Platform Engineering: Developer Environments — Dev Containers, Tilt, Telepresence, and vCluster

The Developer Environment Problem

Every engineer who has joined a new company knows the feeling: you spend your first week setting up a local development environment. You follow a README that's 6 months out of date. Something doesn't work. You file a Slack message. Someone sends you a different doc. Eventually it works — sort of.

This is not just an onboarding problem. It's a daily friction problem:

"It works on my machine" bugs that take hours to reproduce
Local service doesn't behave like production (different Postgres version, no Redis, no message queue)
Testing microservice integrations locally is nearly impossible
Every developer has slightly different tool versions

Platform engineering owns this problem.
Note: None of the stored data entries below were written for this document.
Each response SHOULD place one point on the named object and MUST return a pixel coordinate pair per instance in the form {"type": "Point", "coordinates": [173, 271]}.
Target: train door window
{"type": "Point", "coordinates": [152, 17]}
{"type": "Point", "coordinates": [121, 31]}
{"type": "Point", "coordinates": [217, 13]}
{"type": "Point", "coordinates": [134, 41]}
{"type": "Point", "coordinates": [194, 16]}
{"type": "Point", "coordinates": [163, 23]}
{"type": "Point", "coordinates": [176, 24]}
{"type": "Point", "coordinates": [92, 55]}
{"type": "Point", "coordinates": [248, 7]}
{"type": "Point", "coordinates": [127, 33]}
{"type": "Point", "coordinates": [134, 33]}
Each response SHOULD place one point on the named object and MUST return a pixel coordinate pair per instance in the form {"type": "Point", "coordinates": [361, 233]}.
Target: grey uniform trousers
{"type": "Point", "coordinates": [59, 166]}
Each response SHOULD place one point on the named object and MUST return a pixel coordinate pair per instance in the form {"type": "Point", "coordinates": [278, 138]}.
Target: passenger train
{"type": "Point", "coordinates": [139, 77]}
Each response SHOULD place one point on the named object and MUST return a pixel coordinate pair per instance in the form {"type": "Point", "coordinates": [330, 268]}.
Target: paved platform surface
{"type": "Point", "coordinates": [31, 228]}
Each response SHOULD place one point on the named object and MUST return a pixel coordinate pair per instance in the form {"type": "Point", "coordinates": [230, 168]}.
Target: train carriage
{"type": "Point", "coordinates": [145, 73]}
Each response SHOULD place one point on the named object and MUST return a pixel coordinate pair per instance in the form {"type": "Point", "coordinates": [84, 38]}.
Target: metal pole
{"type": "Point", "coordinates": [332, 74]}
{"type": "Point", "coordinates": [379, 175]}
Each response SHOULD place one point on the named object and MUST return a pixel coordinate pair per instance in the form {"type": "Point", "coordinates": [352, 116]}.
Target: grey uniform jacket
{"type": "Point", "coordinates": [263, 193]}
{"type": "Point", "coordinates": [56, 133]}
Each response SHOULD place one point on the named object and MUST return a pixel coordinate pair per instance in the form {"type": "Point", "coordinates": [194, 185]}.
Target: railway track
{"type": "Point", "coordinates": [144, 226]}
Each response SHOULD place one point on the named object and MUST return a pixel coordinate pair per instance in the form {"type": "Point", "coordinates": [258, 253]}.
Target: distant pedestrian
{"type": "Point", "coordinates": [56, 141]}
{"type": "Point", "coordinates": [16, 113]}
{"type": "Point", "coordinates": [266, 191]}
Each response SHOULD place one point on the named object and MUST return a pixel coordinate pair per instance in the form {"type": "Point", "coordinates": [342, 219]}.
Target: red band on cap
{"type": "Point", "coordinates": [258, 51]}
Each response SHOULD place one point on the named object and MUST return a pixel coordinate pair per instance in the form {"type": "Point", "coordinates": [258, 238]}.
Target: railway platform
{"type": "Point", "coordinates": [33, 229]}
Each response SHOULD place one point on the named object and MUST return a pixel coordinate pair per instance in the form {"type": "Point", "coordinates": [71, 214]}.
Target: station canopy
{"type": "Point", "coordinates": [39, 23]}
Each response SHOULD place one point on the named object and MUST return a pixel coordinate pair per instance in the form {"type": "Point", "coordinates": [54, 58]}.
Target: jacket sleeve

A platform that only solves deployment doesn't reduce cognitive load — it just moves the friction from ops to the developer's local machine.

The Four Tools That Solve It

| Tool | Problem it solves | Where work runs | |------|------------------|-----------------| | Dev Containers | Inconsistent local setup, "works on my machine" | Developer's machine (Docker) | | Tilt | Slow feedback loop when developing for Kubernetes | Developer's machine + local/remote cluster | | Telepresence | Can't replicate full microservice graph locally | Your service local, rest in real cluster | | vCluster | PR preview environments with production parity | Cloud cluster (ephemeral K8s namespace) |

These aren't mutually exclusive — a mature platform provides all four.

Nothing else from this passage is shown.